Alle cinque di mattina finisce "Chiedimi se sono felice" di Aldo Giovanni e Giacomo.
Mi metto a dormire, con sara che dormiva già da un pezzo di fianco a me. Non doveva venire lì, ma alla fine la serata ha preso una certa piega alcolica (per loro) e ha preferito restare che guidare ancora. Compagnia a casa mi fa sempre piacere, quindi ne ero felice.

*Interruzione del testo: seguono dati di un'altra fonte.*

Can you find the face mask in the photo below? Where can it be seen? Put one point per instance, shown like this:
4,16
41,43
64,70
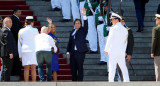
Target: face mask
0,25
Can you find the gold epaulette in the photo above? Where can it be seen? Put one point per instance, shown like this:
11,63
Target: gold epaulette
128,28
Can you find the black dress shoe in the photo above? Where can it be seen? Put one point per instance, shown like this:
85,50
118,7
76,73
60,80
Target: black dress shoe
102,63
65,20
92,52
56,9
106,73
138,30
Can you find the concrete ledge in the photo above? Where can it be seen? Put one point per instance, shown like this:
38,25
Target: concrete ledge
79,84
107,84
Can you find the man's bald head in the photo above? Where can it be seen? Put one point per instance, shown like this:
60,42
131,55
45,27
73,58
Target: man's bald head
44,29
7,22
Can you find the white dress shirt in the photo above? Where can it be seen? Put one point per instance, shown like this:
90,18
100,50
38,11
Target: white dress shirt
44,42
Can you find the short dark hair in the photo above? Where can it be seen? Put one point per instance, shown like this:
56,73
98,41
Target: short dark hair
77,20
28,22
16,9
118,19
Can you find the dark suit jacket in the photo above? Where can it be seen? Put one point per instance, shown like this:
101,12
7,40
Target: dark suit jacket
16,26
79,41
156,41
8,45
130,44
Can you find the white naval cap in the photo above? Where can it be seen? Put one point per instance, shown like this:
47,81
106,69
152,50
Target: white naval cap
114,15
157,16
29,18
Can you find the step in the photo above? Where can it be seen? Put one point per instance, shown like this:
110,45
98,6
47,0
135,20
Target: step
11,7
103,72
48,14
104,67
13,2
64,24
132,78
22,18
10,12
37,3
134,61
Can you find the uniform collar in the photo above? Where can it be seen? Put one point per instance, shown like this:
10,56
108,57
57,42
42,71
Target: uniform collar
16,16
8,28
29,26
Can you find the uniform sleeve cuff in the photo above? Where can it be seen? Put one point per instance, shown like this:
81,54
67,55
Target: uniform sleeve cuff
67,53
85,17
100,18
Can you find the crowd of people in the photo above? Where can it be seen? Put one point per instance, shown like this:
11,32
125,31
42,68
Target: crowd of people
93,20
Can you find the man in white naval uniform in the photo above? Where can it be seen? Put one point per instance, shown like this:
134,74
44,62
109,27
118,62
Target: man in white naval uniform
91,5
67,5
56,5
116,47
26,48
102,30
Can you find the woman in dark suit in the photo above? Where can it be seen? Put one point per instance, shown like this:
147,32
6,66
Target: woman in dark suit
77,47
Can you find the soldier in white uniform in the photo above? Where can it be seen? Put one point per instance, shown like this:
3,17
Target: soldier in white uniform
116,47
67,5
26,48
102,35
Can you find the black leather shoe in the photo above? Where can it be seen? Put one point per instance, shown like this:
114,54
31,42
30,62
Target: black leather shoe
92,52
102,63
138,30
65,20
106,73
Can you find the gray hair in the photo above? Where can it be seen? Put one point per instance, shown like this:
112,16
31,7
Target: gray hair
44,29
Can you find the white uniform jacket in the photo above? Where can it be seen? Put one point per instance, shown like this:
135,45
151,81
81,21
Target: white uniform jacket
117,40
28,45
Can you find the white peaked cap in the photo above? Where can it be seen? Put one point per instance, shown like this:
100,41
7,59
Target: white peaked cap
29,18
114,15
157,15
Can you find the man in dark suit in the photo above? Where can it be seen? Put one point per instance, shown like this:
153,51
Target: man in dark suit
140,13
8,49
129,49
155,51
17,25
77,47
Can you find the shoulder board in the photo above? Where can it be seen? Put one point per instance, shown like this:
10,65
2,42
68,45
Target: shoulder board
128,28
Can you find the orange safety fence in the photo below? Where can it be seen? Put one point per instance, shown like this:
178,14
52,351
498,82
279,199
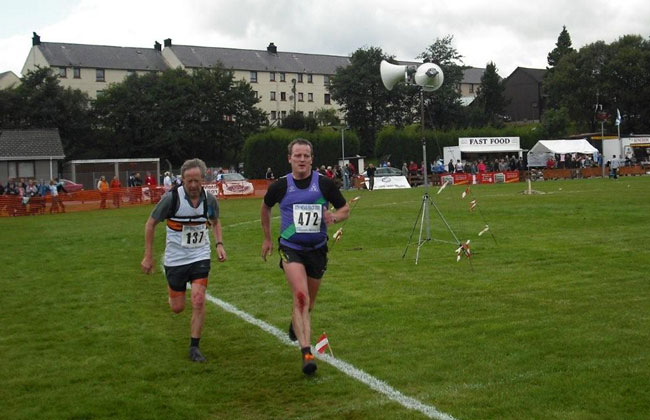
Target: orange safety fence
84,200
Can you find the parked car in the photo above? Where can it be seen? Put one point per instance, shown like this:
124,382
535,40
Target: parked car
233,183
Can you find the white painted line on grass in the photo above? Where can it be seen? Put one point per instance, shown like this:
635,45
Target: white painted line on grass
348,369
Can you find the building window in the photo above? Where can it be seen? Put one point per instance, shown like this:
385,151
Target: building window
26,169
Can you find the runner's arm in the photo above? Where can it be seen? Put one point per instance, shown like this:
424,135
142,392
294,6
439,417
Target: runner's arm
218,238
149,231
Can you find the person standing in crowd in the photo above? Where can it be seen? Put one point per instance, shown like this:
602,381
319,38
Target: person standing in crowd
102,186
614,164
54,207
190,212
150,180
346,177
116,191
304,197
371,176
167,182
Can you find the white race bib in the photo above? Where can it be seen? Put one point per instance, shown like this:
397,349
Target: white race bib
194,236
307,217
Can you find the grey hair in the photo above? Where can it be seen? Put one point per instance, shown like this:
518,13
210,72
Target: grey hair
302,142
194,163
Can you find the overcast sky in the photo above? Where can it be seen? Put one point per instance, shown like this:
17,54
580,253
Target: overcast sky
510,33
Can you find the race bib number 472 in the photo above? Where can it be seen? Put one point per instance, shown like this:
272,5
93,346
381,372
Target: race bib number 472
307,217
194,236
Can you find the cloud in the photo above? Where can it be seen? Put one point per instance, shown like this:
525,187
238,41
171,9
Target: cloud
510,33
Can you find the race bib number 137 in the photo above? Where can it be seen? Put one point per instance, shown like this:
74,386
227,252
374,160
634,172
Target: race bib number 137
307,217
194,236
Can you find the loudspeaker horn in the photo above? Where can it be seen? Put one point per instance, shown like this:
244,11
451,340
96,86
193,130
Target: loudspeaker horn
429,76
391,74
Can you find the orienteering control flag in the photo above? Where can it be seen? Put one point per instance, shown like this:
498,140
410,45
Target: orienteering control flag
322,344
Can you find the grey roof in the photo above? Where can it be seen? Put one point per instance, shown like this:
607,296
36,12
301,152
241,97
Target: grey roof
34,144
473,75
102,56
536,74
258,60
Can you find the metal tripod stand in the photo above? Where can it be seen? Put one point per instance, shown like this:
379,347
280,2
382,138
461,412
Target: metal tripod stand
423,214
425,226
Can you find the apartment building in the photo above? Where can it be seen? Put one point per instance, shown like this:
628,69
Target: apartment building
91,68
284,82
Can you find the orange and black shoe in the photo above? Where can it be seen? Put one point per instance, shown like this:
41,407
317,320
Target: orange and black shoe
292,333
308,364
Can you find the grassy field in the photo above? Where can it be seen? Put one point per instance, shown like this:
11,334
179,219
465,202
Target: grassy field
550,322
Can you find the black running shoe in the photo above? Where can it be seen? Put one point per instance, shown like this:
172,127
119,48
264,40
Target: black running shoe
292,333
196,355
308,364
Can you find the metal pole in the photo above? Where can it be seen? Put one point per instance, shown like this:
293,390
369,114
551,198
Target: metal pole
424,143
602,140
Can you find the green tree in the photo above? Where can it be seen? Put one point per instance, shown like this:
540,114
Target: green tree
444,106
177,115
326,116
490,98
555,124
562,48
614,76
41,102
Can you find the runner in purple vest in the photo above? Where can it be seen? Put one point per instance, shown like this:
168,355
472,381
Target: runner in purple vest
304,198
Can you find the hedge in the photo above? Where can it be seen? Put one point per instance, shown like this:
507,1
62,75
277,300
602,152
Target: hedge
269,149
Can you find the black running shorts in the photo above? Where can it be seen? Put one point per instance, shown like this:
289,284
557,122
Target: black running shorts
178,276
315,261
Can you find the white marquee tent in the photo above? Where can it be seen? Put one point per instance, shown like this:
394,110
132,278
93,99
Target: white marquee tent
539,154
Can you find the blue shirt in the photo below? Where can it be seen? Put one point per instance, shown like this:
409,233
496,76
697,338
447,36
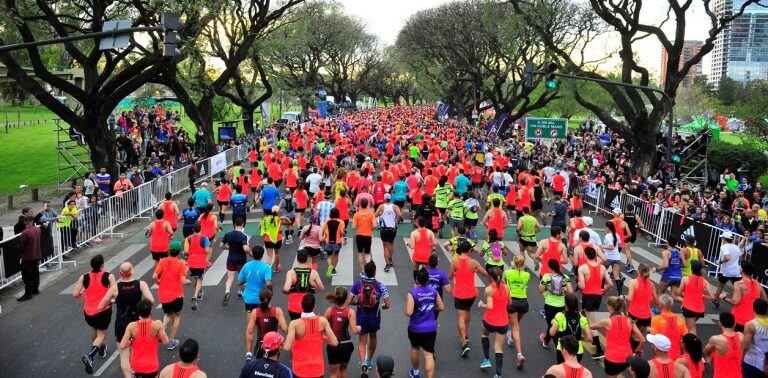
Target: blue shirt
255,274
269,197
400,191
201,197
462,184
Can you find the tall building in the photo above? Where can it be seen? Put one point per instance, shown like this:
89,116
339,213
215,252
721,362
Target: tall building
741,50
690,48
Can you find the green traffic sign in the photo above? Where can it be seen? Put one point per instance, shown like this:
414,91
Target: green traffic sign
545,128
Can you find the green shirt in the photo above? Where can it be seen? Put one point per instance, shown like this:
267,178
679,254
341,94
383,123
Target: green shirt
457,208
528,228
562,327
517,283
551,298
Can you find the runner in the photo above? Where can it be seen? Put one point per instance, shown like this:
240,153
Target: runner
363,222
305,340
694,290
495,319
368,293
197,248
423,303
462,272
169,275
570,367
160,234
620,332
388,214
236,242
300,281
126,294
593,280
189,353
332,233
92,287
143,336
342,319
262,320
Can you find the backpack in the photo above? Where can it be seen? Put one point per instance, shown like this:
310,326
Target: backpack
367,299
556,284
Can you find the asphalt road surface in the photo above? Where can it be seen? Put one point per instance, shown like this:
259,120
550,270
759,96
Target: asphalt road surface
47,336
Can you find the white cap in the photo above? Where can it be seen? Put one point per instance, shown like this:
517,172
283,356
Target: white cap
661,342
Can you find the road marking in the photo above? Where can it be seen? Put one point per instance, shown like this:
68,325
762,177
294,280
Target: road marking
377,253
106,364
345,267
113,262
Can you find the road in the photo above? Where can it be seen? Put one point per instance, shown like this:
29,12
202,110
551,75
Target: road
48,335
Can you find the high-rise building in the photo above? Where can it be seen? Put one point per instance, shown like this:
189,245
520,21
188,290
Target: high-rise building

Alle 6 circa, forse un po’ prima, sento molto caldo. Mi sveglio per andare in bagno e prendere un po’ d’aria, guardo il telefono, guardo l’ora, nessuna chiamata senza risposta, bene. Arrivo in cucina e poi non lo so. Svengo. Tiro giù le poche – perfortuna – cose sul tavolo, tra cui un vaso piano per le candele galleggianti che per qualche miracolo non si è rotto, un posacenere in terracotta che si è ovviamente rotto, un coltello. Mi tagliuzzo un po’ il braccio (tagli superficiali e minuscoli) e rimango lì. Sara si sveglia per il rumore, si spaventa, viene a vedere, io mi rialzo nel buio completo e cerco di andare in camera da letto ma sbaglio direzione non vedendo nulla e vado invece verso lo studio. Ri-svengo di fronte al bagno. Torno in me, capisco dove sono dopo un po’, mi trascino fino al bagno, vomito i pochi croissant mangiati poco prima e dopo un quarto d’ora – mezz’ora la vista torna normale, a tutto campo, e mi alzo. Arrivo fino al letto zoppicando, massaggiando schiena e testa che fanno male tutt’ora, dopo un po’ passa anche il ronzio alla testa. Alle sei e venti mi addormento. Alle otto e venti mi sveglio ed eccomi qui, in ufficio.